Since 2005 there has been interest in using the performance offered by GPUs for evolutionary computation in general, and for accelerating the fitness evaluation in genetic programming in particular. Most approaches compile linear or tree programs on the host PC and transfer the executable to the GPU to be run. Typically the performance advantage is only obtained by running the single active programme simultaneously on a large number of example problems in parallel, using the GPU's SIMD architecture. Notwithstanding substantial acceleration can additionally be obtained by not compiling the programs, and instead transferring them to the GPU, to be interpreted there. Acceleration can then be obtained by either interpreting multiple programmes simultaneously, simultaneously running multiple example problems, or combinations of both. A modern GPU (e.g. 8800 GTX or later) can readily simultaneously interpret hundreds of thousands of quite small programs.
External GPU (eGPU)
An external GPU is a graphics processor located outside of the housing of the computer. External graphics processors are at times used with laptop computers. Laptops might have a substantial amount of RAM and a sufficiently powerful central processing unit (CPU), but most often lack a powerful graphics processor (and instead have a less powerful but more energy-efficient on-board graphics chip). On-board graphics chips are most often not powerful enough for playing the latest games, or for additional tasks (video editing, ...).
Therefore, it is desirable to be able to attach a GPU to a few external bus of a notebook. PCI Express is the sole bus commonly used for this purpose. The port might be, for example, an ExpressCard or mPCIe port (PCIe ×1, up to 5 or 2.5 Gbit/s respectively) or a Thunderbolt 1, 2, or 3 port (PCIe ×4, up to 10, 20, or 40 Gbit/s respectively). Those ports are only available on certain notebook systems.

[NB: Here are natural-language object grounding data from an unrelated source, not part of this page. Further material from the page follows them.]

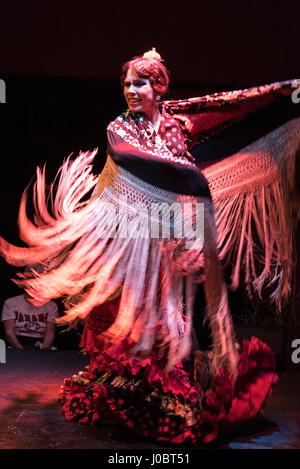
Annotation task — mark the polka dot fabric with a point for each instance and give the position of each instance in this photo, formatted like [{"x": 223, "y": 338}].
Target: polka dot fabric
[{"x": 170, "y": 132}]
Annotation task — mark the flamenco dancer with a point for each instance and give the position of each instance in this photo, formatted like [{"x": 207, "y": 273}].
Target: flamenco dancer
[{"x": 136, "y": 292}]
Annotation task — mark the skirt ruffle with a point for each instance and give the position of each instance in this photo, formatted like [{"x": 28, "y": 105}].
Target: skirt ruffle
[{"x": 174, "y": 407}]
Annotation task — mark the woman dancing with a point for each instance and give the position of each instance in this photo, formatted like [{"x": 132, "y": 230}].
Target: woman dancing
[{"x": 135, "y": 289}]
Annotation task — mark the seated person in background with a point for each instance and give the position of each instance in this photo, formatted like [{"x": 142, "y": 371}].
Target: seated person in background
[{"x": 24, "y": 323}]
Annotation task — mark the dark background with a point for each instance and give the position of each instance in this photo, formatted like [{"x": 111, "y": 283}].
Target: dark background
[{"x": 61, "y": 63}]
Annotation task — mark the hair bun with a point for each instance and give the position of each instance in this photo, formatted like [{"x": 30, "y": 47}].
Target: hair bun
[{"x": 152, "y": 54}]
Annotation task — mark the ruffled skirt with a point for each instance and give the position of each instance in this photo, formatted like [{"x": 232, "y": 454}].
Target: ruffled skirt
[{"x": 191, "y": 404}]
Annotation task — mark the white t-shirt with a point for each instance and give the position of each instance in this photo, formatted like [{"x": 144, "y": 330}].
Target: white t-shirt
[{"x": 31, "y": 321}]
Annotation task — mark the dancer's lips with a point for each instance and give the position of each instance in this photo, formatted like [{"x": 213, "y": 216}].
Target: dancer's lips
[{"x": 134, "y": 101}]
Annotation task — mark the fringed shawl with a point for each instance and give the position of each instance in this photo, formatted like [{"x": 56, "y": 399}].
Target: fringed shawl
[
  {"x": 246, "y": 142},
  {"x": 250, "y": 189}
]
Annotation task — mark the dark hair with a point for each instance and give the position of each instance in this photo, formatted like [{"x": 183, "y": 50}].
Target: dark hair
[{"x": 151, "y": 68}]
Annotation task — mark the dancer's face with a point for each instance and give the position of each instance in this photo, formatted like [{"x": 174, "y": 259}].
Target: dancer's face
[{"x": 139, "y": 93}]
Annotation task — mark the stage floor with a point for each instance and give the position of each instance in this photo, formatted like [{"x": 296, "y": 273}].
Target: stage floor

In 2013, 438.3 million GPUs were shipped globally and the forecast for 2014 was 414.2 million.
- Comparison of AMD graphics processing units
- Comparison of Nvidia graphics processing units
- Comparison of Intel graphics processing units
- Intel GMA
- Nvidia PureVideo - the bit-stream technology from Nvidia used in their graphics chips to accelerate video decoding on hardware GPU with DXVA.

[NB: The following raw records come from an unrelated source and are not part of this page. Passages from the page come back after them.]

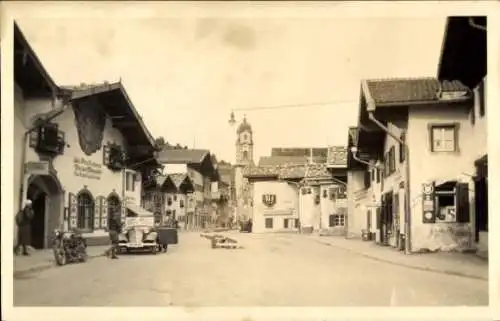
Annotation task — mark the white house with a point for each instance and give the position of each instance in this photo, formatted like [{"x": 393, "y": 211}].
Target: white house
[
  {"x": 433, "y": 119},
  {"x": 81, "y": 151}
]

- UVD (Unified Video Decoder) - is the video decoding bit-stream technology from ATI Technologies to support hardware (GPU) decode with DXVA.
- OpenGL API
- DirectX Video Acceleration (DxVA) API for Microsoft Windows operating-system.
- Mantle (API)
- Vulkan (API)
- Video Acceleration API (VA API)
- VDPAU (Video Decode and Presentation API for Unix)

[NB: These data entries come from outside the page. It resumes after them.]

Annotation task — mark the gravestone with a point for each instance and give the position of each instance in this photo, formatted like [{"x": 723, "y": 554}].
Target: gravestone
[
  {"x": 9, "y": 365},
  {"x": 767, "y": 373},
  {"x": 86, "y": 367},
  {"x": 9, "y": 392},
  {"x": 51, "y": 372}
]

- X-Video Bitstream Acceleration (XvBA), the X11 equivalent of DXVA for MPEG-2, H.264, and VC-1
- X-Video Motion Compensation, the X11 equivalent for MPEG-2 video codec only
- GPU cluster
- Mathematica includes built-in support for CUDA and OpenCL GPU execution
- MATLAB acceleration using the Parallel Computing Toolbox and MATLAB Distributed Computing Server, as well as third party packages like Jacket.
- Molecular modelling on GPU
- Deeplearning4j, open-source, distributed deep learning for Java. Machine vision and textual topic modelling toolkit.